Falling Down Ladders and Charming Snakes: the meanings and implications of young working class student drop out from HE: an international participative study

The Institute for Access Studies (IAS), Staffordshire University was awarded funding from the Joseph Rowntree Foundation, under their Ladders out of Poverty Programme, for a major research project on young working class student drop out from universities. The Joseph Rowntree Foundation is the largest independent funder of social science research in the country. Its priority is promoting knowledge-based change by supporting high quality research. In the words of its founder, it seeks to "search out the underlying causes of weakness or evil in the community, rather than remedying their more superficial manifestations." Its goal is nothing less than to "change the face" of society.

So why is the question of working class drop-out so important to our society? The government has identified 50% participation in HE for those under 30 as one of its highest priorities and believes that access to education is the key to economic growth, social justice and regeneration. Yet the numbers of working class students are not growing and when they do enter universities, even those most geared to their needs, in areas where the traditional industries are in crisis and jobs are few, they are still dropping out. Are students falling down the ladder back into poverty, are they even ending up more disadvantaged than before? Are there alternative ways of conceptualising lifelong learning, drawing on international experience, which will allow the "poisonous snake" of drop-out to be "charmed" into more mobile and flexible opportunities for working class learners.

The IAS designed this project to explore how drop-out is experienced and understood within local contexts and worked in four UK locations: Staffordshire University, England, University of Glamorgan, Wales, University of Ulster at Coleraine, Northern Ireland, and University of Paisley, Scotland.

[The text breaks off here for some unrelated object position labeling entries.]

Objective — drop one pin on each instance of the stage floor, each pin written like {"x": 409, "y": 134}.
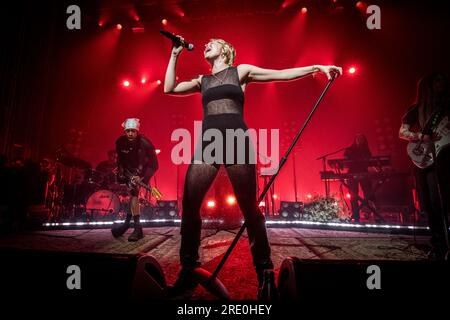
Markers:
{"x": 238, "y": 275}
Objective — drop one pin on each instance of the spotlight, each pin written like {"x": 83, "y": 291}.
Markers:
{"x": 291, "y": 210}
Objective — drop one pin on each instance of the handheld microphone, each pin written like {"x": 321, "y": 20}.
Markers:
{"x": 177, "y": 40}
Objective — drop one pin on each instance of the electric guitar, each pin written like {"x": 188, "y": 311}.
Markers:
{"x": 153, "y": 190}
{"x": 421, "y": 152}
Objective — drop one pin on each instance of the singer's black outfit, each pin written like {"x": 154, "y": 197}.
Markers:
{"x": 223, "y": 101}
{"x": 428, "y": 184}
{"x": 359, "y": 154}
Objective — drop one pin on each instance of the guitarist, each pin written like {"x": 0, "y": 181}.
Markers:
{"x": 136, "y": 162}
{"x": 432, "y": 94}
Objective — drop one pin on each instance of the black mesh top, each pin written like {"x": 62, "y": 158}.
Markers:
{"x": 222, "y": 93}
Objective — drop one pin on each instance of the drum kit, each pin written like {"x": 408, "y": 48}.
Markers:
{"x": 76, "y": 192}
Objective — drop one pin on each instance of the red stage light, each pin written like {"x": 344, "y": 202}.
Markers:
{"x": 231, "y": 200}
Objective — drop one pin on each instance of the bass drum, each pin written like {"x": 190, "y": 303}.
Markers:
{"x": 103, "y": 204}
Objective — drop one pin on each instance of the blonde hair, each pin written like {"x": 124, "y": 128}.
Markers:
{"x": 227, "y": 51}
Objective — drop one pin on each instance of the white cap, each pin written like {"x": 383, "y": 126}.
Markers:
{"x": 131, "y": 123}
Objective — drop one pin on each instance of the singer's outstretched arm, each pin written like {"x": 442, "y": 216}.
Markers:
{"x": 252, "y": 73}
{"x": 170, "y": 84}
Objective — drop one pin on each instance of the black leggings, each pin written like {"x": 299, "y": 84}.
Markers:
{"x": 199, "y": 178}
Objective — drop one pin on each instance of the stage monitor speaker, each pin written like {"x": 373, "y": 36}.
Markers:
{"x": 291, "y": 210}
{"x": 80, "y": 277}
{"x": 348, "y": 281}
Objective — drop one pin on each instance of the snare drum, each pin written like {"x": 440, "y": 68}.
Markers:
{"x": 103, "y": 203}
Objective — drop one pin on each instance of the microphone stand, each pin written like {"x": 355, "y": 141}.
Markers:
{"x": 324, "y": 165}
{"x": 211, "y": 282}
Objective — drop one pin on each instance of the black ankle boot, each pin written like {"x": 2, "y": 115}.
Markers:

Expert partners include Professor Danny Saunders and Professor Gerry McAleavy. Previous research on drop-out has relied on impersonal surveys, but the approach of this project is much more participative, involving ex-students, members of the local community, employers and university staff in debate and in depth interviews about the meaning and perceptions of drop out locally and what the implications are for regeneration.

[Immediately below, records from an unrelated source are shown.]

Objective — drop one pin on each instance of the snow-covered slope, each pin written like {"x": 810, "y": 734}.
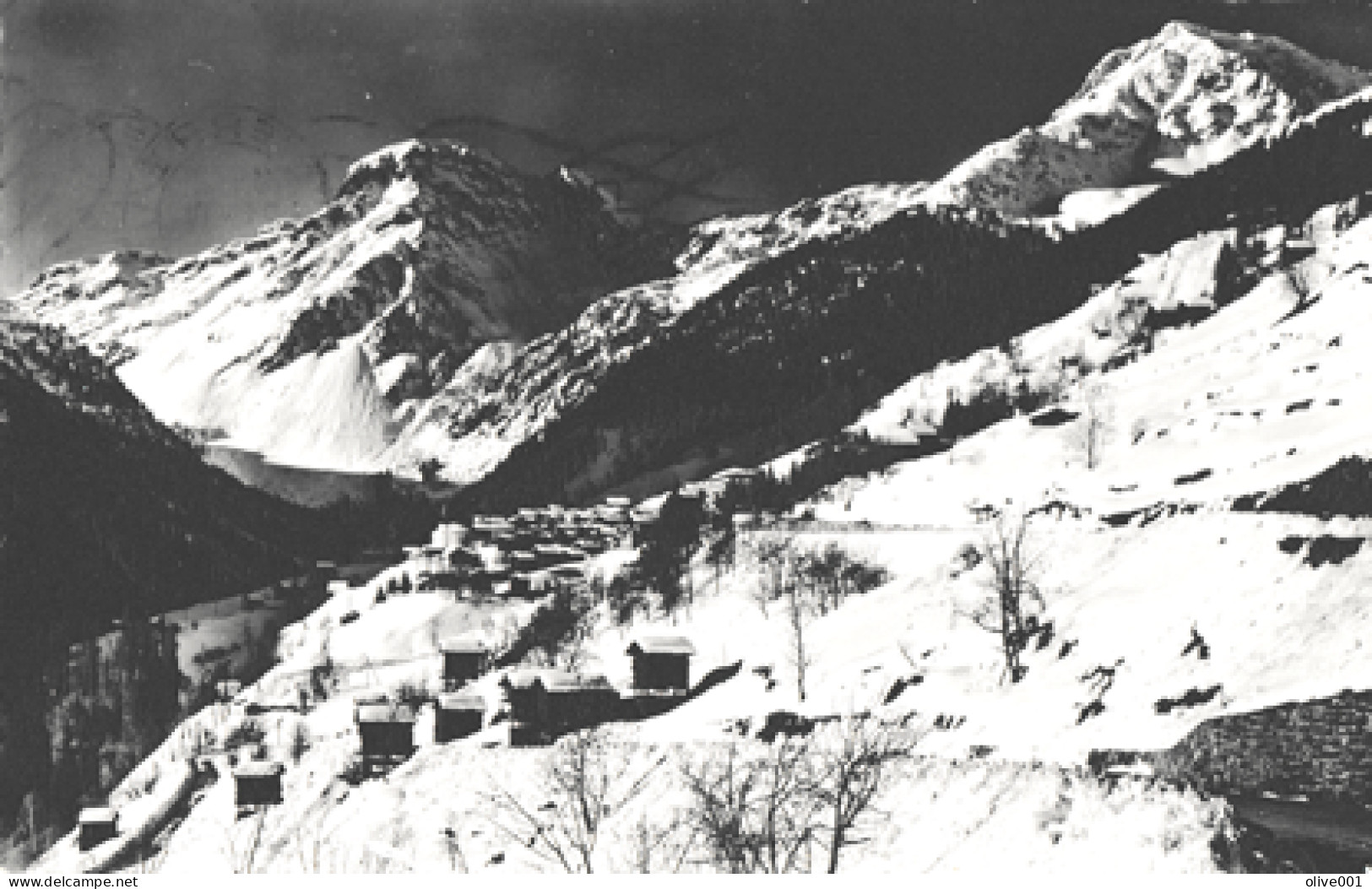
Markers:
{"x": 1180, "y": 100}
{"x": 302, "y": 340}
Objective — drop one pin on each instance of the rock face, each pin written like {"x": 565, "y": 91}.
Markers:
{"x": 428, "y": 252}
{"x": 1174, "y": 103}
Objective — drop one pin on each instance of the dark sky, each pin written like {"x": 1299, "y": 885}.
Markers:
{"x": 175, "y": 124}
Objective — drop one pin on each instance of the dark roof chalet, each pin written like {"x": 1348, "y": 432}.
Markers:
{"x": 556, "y": 680}
{"x": 96, "y": 816}
{"x": 384, "y": 713}
{"x": 461, "y": 702}
{"x": 464, "y": 645}
{"x": 258, "y": 768}
{"x": 662, "y": 645}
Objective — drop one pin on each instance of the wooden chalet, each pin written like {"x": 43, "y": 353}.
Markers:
{"x": 388, "y": 735}
{"x": 662, "y": 664}
{"x": 458, "y": 717}
{"x": 95, "y": 827}
{"x": 548, "y": 702}
{"x": 464, "y": 660}
{"x": 257, "y": 783}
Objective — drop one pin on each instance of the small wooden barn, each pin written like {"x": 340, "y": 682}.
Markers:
{"x": 388, "y": 735}
{"x": 662, "y": 664}
{"x": 257, "y": 783}
{"x": 579, "y": 702}
{"x": 226, "y": 689}
{"x": 95, "y": 827}
{"x": 458, "y": 717}
{"x": 549, "y": 702}
{"x": 464, "y": 660}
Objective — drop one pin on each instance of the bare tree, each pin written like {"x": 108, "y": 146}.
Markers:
{"x": 1016, "y": 601}
{"x": 588, "y": 781}
{"x": 753, "y": 810}
{"x": 797, "y": 621}
{"x": 1093, "y": 427}
{"x": 852, "y": 774}
{"x": 775, "y": 557}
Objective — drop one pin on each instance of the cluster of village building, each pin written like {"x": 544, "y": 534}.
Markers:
{"x": 527, "y": 552}
{"x": 524, "y": 553}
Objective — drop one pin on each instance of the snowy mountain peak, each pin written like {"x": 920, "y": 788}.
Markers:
{"x": 428, "y": 252}
{"x": 1167, "y": 106}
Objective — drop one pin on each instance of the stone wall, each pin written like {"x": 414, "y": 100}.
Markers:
{"x": 1319, "y": 748}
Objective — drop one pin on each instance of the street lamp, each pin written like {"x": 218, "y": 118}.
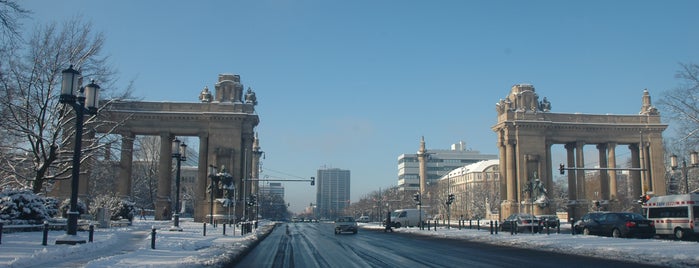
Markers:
{"x": 694, "y": 162}
{"x": 84, "y": 100}
{"x": 179, "y": 153}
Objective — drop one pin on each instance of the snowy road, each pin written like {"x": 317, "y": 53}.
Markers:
{"x": 315, "y": 245}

The international dimension of the project is facilitated via the IAS international retention research network. This is a well-established group of experts from: UK, Australia, USA, Sweden, Norway, the Netherlands, Croatia, Canada, Eire, Germany and Italy. The project uses the network to analyse how working class drop-out has been experienced and addressed in other countries, and what new perspectives can be brought to break the current deadlock situation in the UK.

This major research project was presented at an international colloquium hosted by Staffordshire University on Monday 28th June 2004, at which the research findings,policy recommendations and report were launched.